Il n’aura pas fallu longtemps à Ali Bongo Ondimba pour sortir du silence et tenter de reprendre la main. En nommant, depuis l’étranger, Ali Akbar Onanga secrétaire général du Parti démocratique gabonais (PDG), il tourne ostensiblement le dos au directoire issu du dernier congrès, qui avait porté Blaise Loembe à la présidence du parti et Angélique Ngoma au secrétariat général. Ce geste n’est pas seulement une provocation : c’est un acte de défi délibéré, une manière de remettre en cause la légitimité de structures internes validées collectivement, pour imposer une ligne de rupture personnelle. L’obsession de l’ancien président est claire : saboter toute forme de réorganisation du PDG qui se ferait sans lui. Car pour Ali Bongo, le parti ne saurait exister en dehors de son autorité autoproclamée. En parachutant son fidèle bras droit Ali Akbar à la tête du secrétariat général, il piétine les règles internes, balaie le consensus du congrès, et jette le trouble dans les rangs militants. Cette manœuvre ne vise qu’un objectif : provoquer une crise de gouvernance au sein du parti, pour ensuite en instrumentaliser les conséquences.

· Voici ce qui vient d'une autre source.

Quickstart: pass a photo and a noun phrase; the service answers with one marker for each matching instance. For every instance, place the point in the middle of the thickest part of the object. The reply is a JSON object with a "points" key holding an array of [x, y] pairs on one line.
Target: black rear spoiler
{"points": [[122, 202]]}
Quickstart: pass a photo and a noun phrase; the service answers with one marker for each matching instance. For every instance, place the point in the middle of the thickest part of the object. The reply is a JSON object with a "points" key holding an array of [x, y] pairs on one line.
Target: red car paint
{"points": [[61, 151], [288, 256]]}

La stratégie est aussi grossière que cynique : créer un blocage, forcer un recours en justice devant la Cour administrative, non pour obtenir gain de cause, mais pour crier à l’ingérence et au parti pris. Préparer une rhétorique victimaire, dans laquelle le régime en place serait accusé de mainmise sur le PDG, alors que le désordre a été soigneusement orchestré par ceux-là mêmes qui refusent toute transition politique ordonnée. L’idée n’est pas de défendre un droit bafoué, mais de construire un alibi. De préparer un bras de fer, avec en bandoulière l’argument commode de la « persécution politique ». Depuis son départ du Gabon, Ali Bongo ne s’est jamais inscrit dans une posture de retrait digne. Bien au contraire. Il a immédiatement cherché à mobiliser des réseaux d’agitateurs, à instrumentaliser des voix étrangères, à activer des relais dans la presse occidentale. Les activistes expatriés, les ONG sur commande, les chroniques orientées dans certains médias n’ont pas surgi par hasard. Ils sont le prolongement d’une stratégie globale : convaincre l’opinion internationale d’une prétendue illégitimité du régime en place, tout en semant le doute et la confusion à l’intérieur du pays.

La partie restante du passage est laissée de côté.